Pillar saw his chance. He raised his voice and started to talk, almost as if they’d rehearsed it. “The Landless Worker’s League categorically denies any complicity in the death of Orlando Muniz Junior. None of us are armed. None of us want trouble.”
“Well, you’ve got it anyway.” It was Ferraz, his face crimson. “You’re trespassing on private property. The owner of this fazenda, Senhor Muniz here, has the right to evict you. I authorize him to use force.”
“Sorry, Colonel, you can’t do that—”
“The hell I can’t.”
“—because we’ve got a restraining order,” Pillar finished calmly. “We’ve petitioned the court.

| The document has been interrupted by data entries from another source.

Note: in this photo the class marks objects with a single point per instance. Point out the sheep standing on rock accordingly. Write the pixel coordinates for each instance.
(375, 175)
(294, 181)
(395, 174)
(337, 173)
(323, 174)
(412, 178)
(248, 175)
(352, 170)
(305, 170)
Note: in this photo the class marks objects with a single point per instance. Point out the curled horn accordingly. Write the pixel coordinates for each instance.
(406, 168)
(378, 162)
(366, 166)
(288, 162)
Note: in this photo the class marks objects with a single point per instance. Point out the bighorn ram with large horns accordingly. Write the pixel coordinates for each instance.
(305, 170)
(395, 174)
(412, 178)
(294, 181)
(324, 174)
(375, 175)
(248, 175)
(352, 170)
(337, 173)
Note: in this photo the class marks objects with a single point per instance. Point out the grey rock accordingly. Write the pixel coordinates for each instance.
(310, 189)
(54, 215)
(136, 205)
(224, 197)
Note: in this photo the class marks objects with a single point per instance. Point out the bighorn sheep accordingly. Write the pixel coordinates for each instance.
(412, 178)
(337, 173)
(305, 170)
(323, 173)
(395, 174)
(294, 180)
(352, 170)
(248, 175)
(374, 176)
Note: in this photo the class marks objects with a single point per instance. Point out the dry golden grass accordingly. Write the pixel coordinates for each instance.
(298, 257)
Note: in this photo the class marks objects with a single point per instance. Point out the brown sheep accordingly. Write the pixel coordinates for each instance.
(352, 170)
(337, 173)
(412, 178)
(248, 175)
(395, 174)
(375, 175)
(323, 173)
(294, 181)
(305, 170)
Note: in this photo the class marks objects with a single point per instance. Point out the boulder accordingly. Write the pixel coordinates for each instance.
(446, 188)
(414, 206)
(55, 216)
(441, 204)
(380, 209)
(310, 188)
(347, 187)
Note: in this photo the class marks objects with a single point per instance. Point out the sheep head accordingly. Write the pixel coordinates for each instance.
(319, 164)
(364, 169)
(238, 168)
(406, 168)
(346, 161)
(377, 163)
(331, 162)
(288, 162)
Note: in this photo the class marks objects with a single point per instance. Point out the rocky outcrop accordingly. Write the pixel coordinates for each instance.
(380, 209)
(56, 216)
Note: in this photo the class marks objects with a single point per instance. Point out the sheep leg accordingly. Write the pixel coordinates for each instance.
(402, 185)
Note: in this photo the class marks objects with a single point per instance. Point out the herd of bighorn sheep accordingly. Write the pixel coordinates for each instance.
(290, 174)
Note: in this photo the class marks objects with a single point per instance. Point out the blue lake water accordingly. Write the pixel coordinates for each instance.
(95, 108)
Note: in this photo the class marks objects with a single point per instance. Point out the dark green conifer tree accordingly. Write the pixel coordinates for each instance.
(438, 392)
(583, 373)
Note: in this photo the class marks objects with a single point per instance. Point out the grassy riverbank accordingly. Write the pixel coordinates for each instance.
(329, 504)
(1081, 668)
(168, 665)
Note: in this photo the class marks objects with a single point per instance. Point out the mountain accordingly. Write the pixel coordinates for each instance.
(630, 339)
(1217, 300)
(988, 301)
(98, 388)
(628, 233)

They’ve agreed to consider our case.”
“Petitioned the—”
Muniz cut Ferraz off. “What court?” he said.
“A federal court and a federal judge,” Father Angelo Monteiro said, stepping out of the crowd around Pillar. He held a smoking cigarette in his right hand and a document in the left.
Muniz lowered the shotgun, snatched the paper from the old priest, and stared at it. “Son of a bitch,” he said, his eyes bulging as he absorbed the significance of what he was reading.
“No,” Father Angelo said, “he isn’t. That particular judge happens to be an honest man, unlike a certain local magistrate you have on your payroll.”
Muniz ignored the priest and turned to Ferraz. “Can they do this?”
Ferraz opened his mouth, thought better of whatever he had planned to say and shut it again.
“May I see that?” Vicenza Pelosi took the paper from Muniz’s unresisting hand and held it toward the camera. The cameraman adjusted his focus.
Muniz realized what was happening, snatched the paper back, and tore it to shreds.
“I got it,” the cameraman said to Vicenza. “Sharp, but short. We’ll have to freeze it.”
Muniz started advancing toward him.
The cameraman stepped backward, zoomed out, refocused.
“Keep rolling, Beto,” Vicenza said.
“Rolling,” the cameraman confirmed, stopping when Muniz did.
Muniz, trembling with rage, spun around. He raised his shotgun and aimed it at the ground in front of Pillar. He shouted an epithet, but no one heard it. The blast of the weapon overpowered his voice. The hail of buckshot threw up a cloud of dust. Before it had settled, and while the report was still ringing in everyone’s ears, he turned on his heel and walked back to his car.